Cover des RomansNun habe ich die Rezension über den Manga "Dark Water" geschrieben und das Buch davor gelesen. Danach den Film gesehen. Ist ja doch immer sehr interessant, die einzelnen Möglichkeiten zu vergleichen. Jedes Medium verfügt über andere Schwächen, die Stärken können unterschiedlich gesetzt werden. Wo ein Buch vor allem durch Sprache und Gefühle Spannung erzeugen kann, sind im Film hauptsächlich die Bilder das tragende Element, im Manga kann eine Zeichnung ebenso aussagekräftig sein wie ein Satz oder eine bewegte Szene. Allerdings hat mich der Manga eher enttäuscht, nachdem ich das Buch gelesen hatte.

"Dark Water" ist kein Roman im eigentlichen Sinne, sondern eher eine Sammlung von Kurzgeschichten, die durch Prolog und Epilog zusammengehalten werden. Alle Geschichten haben gemeinsam, dass in ihnen das Wasser eine wichtige Rolle einnimmt. Die erste und längste davon gab dem Buch seinen Namen und handelt von der alleinerziehenden Mutter Yoshimi, die mit ihrer Tochter Ikuko in einem alten Haus lebt, welches nur noch als Bürokomplex verwendet wird. Ein altes leerstehendes Haus, eine seltsame Tasche, unauffällige Schwebepartikel im Wasserglas, die ängstlichen Gedanken einer Frau und ein Unglück, das sich vor zwei Jahren ereignete, bilden die Grundlage für unheimlichen Grusel. Nichts Konkretes, nur Ängste, Ahnungen und ein kühler Wind verursachen beim Leser eine gehörige Gänsehaut.
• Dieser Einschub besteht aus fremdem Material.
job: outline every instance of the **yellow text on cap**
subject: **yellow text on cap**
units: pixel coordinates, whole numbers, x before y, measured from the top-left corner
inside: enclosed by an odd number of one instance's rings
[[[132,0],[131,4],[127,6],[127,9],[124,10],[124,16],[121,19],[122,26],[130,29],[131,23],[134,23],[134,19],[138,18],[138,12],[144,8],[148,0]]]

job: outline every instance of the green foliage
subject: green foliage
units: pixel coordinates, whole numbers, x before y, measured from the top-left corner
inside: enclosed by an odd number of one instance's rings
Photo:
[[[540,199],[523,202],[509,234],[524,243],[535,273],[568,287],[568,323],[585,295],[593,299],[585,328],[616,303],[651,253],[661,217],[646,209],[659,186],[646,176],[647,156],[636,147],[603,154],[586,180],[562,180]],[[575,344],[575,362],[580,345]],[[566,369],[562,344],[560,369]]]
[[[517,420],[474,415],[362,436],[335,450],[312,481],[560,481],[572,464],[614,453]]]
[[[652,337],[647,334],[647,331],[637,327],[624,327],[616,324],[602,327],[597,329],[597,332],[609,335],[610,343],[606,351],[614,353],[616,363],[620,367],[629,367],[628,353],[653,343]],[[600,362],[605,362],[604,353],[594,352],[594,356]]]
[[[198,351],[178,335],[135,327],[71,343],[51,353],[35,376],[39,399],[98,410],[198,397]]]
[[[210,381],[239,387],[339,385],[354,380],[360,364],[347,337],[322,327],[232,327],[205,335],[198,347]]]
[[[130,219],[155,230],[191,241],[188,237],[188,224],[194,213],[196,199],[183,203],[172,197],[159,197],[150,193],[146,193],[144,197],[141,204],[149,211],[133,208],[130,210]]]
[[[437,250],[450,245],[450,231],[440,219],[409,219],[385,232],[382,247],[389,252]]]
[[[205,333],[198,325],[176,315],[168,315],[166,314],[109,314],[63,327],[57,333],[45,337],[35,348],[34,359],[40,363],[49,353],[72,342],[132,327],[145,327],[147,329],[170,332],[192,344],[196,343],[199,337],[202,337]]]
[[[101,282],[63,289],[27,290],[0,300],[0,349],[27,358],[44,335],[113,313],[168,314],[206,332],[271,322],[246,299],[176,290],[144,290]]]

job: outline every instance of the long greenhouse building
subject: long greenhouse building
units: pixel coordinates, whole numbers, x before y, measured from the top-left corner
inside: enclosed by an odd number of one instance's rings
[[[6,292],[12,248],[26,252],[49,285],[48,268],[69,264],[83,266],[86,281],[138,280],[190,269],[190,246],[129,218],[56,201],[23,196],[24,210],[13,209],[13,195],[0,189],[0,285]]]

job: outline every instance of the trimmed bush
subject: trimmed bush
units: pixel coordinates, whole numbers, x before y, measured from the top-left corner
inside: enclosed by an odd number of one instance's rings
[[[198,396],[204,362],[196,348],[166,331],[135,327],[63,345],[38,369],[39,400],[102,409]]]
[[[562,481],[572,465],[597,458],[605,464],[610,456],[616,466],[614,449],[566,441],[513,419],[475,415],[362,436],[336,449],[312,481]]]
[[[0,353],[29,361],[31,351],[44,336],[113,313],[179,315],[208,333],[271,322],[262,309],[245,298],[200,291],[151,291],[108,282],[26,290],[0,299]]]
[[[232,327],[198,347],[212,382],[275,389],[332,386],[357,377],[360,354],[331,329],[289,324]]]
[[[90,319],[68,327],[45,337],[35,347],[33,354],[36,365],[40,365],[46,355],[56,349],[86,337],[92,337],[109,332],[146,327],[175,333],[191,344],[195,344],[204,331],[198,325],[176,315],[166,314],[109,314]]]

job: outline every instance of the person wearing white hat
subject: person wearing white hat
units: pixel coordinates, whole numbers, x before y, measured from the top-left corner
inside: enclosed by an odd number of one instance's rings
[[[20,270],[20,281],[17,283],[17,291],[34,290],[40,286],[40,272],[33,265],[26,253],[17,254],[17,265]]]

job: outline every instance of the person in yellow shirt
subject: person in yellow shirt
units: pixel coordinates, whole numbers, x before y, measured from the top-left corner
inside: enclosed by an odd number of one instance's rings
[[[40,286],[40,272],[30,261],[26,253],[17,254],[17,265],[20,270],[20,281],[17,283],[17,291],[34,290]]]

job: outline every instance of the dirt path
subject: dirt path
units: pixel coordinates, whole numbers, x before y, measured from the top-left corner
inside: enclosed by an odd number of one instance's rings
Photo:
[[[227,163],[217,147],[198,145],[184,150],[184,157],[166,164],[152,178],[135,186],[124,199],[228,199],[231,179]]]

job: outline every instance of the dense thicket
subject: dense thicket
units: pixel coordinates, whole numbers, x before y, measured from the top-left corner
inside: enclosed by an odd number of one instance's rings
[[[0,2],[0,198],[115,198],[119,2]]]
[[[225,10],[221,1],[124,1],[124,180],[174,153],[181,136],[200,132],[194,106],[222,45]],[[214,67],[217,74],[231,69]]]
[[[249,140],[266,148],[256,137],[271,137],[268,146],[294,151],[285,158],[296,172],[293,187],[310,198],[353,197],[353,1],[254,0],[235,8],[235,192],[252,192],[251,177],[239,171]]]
Was mir besonders gefallen hat, war die Art des Grusels: es müssen nicht immer Dämonen oder finstere Kreaturen sein, keine grausamen Serienkiller. "Dark Water" spielt mit den Urängsten der Menschen. Furcht verursacht nicht die Handlung, nicht das Geschehen, sondern einzig und alleine die Gedanken und Ängste der jeweiligen Protagonisten, in die man sich sehr gut hineinversetzen kann. Ob sie dem Tod nur knapp entronnen sind, was sie nun letzendlich gesehen haben, oder ob alles nur Einbildung ist, bleibt meist dem Leser überlassen.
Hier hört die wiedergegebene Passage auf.